D’autres recherches situent également le phénomène dans une perspective économique, mais cette fois en faisant appel au modèle néoclassique (Sjaastad, 1962; Myers, 1972; Todaro, 1976). Plutôt que de considérer la mobilité des étudiants du Tiers-Monde comme le fruit de l’exploitation et du maintien des inégalités inhérents au fonctionnement du système capitaliste, ils empruntent une approche individualiste afin de montrer que le départ à l’étranger et la décision de rester au pays d’accueil ou de rentrer chez soi au terme des études est le résultat d’un calcul rationnel de la part des individus. Ainsi, le phénomène de la mobilité internationale des étudiants des pays du Sud apparaît moins engendré par l’inégal développement des structures éducatives et des marchés du travail que par un calcul rationnel des coûts et des bénéfices de la part des individus et de leur famille. Si, contrairement à l’approche structuraliste adoptée dans les études précédentes, ces recherches ont l’avantage de tenir compte des intentions et des comportements des acteurs sociaux, elles sous-estiment grandement les cadres contraignants dans lesquels ils se trouvent. En plus, en abordant le phénomène en termes essentiellement économiques, elles négligent ses dimensions politiques, sociales, culturelles et identitaires.

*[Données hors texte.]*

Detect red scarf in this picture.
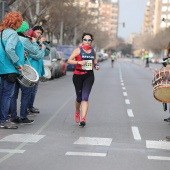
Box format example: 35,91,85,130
81,44,91,50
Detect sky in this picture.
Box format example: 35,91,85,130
118,0,148,40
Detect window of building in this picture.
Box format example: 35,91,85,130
162,0,168,4
162,6,168,12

C’est pour palier à ces insuffisances que d’autres chercheurs ont étudié les migrations pour études en tenant compte à la fois des représentations des étudiants et des conditions structurelles dans lesquelles ils évoluent (Lakshmana, 1979; Diambomba, 1989). Lee (1966), lorsqu’il propose de comprendre les causes des migrations du Tiers-Monde, montre qu’entre les facteurs attractifs et répulsifs propres aux contextes structurels des pays de départ et d’arrivée interviennent des facteurs intermédiaires (distance, coûts, etc.) et des facteurs personnels (tels que les représentations de l’étranger et le sentiment d’appartenance au pays d’origine). L’importante étude comparative réalisée par Glaser et Habers (1978) entre divers pays et diverses populations, pour sa part, appuie ses analyses des causes de départ, de retour et de non-retour sur une multitude d’aspects subjectifs (motivations de départ et de retour, capacités d’adaptation, etc.) et objectifs (classe sociale d’origine, contextes salariaux, etc.). Ces études montrent la complexité du phénomène de la mobilité étudiante internationale et la nécessité, afin de bien le comprendre, de le saisir dans ses multiples dimensions.

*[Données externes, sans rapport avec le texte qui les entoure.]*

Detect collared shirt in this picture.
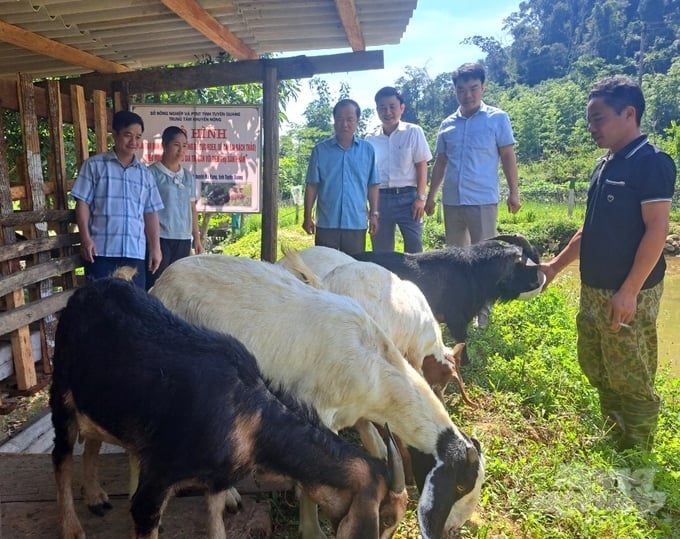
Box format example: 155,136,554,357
435,102,515,206
580,136,676,290
366,122,432,189
71,151,163,260
149,161,196,240
306,136,379,230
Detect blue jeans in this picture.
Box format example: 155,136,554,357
371,188,423,253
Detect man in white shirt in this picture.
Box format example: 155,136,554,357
425,63,520,328
366,86,432,253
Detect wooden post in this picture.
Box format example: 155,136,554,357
92,90,109,153
111,80,130,112
260,64,279,262
14,73,56,391
43,80,76,310
0,102,23,404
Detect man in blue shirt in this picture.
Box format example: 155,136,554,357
71,110,163,288
425,63,520,328
302,99,380,254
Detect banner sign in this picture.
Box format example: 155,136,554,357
130,104,262,213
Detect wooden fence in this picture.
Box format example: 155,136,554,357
0,74,115,413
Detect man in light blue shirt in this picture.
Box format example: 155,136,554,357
302,99,380,254
71,111,163,288
425,63,520,328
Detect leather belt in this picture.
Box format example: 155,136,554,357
380,186,416,195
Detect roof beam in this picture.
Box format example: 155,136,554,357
61,50,385,96
335,0,366,52
161,0,258,60
0,21,132,73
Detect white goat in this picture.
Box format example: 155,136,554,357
151,255,484,539
277,246,477,408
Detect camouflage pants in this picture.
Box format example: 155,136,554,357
576,281,663,449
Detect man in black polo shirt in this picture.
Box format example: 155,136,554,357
542,76,676,449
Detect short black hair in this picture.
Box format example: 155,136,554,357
588,75,645,125
111,110,144,132
333,99,361,120
375,86,404,105
451,62,486,86
161,125,187,146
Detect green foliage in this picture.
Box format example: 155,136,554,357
500,0,680,85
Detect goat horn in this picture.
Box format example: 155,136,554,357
385,423,406,494
467,445,479,464
489,234,538,263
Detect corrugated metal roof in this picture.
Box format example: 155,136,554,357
0,0,416,78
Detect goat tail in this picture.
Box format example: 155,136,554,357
111,266,137,281
281,246,323,290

Aux perspectives en termes de fuite des compétences se sont ajoutées, au cours des années 80, des études sur les conditions d’accueil et d’adaptation des étudiants ainsi que des recherches sur les effets d’apprentissage d’un séjour à l’étranger. Bien que ces questions n’étaient pas absentes des problématiques antérieures, et bien qu’elles n’évacuent pas les préoccupations engendrées par l’exode des cerveaux, la nouveauté provient ici du fait que les chercheurs, dans la perspective d’une multiplication des programmes institutionnels d’échanges académiques internationaux, s’intéressent de plus en plus aux étudiants occidentaux 148 . Ces études plus récentes oscillent généralement entre une approche psychosociologique de l’adaptation interculturelle et des apprentissages (notamment linguistiques), et une approche institutionnelle et organisationnelle s’apparentant à des évaluations de programmes de mobilité (Teichler, 1996 : 339-340).

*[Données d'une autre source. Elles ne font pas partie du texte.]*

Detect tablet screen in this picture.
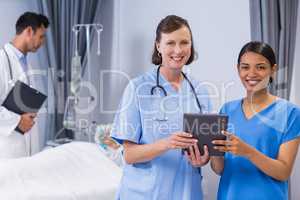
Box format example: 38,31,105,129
183,113,228,156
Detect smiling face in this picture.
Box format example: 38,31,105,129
238,52,277,93
156,26,192,70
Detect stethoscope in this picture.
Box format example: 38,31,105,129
150,66,202,121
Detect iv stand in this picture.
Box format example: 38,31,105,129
47,23,103,146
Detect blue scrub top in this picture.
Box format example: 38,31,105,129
111,67,211,200
218,99,300,200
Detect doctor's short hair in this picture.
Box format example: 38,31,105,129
16,12,49,35
238,41,276,83
152,15,195,65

Parmi les recherches sur les conditions de séjour et d’adaptation, certaines partent du postulat que l’arrivée dans un contexte inconnu est en soi une expérience traumatisante et s’attachent donc à identifier les variables personnelles, interactionnelles et contextuelles susceptibles de faciliter ou de contrevenir à la réussite du séjour (Klineberg et Hull, 1979; Brown, 1986; Kim, 1988; Wiseman et al., 1989). Elles évoquent des facteurs comme les motivations de départ et le degré de préparation, la personnalité (anxiété, timidité, etc.), la quantité, la variété et la qualité des relations avec les indigènes une fois sur place, le niveau initial de connaissance de la langue, les expériences interculturelles antérieures, le degré de distance entre les cultures d’origine et d’accueil. D’autres refusent de concevoir le séjour d’études à l’étranger comme étant a priori traumatisant et montrent les compétences, notamment le rôle majeur joué par le « capital linguistique » et les compétences communicatives mises en œuvre par les jeunes afin de faciliter leur adaptation (Murphy-Lejeune, 1998). La majeure partie de ces études sont réalisées selon une approche psychosociale et accordent une part importante à la langue comme fondement du rapport interculturel. Bien qu’elles tiennent compte également des structures susceptibles de conduire à une bonne ou à une moins bonne adaptation à l’étranger, elles accordent la priorité à la dimension psychologique de l’expérience.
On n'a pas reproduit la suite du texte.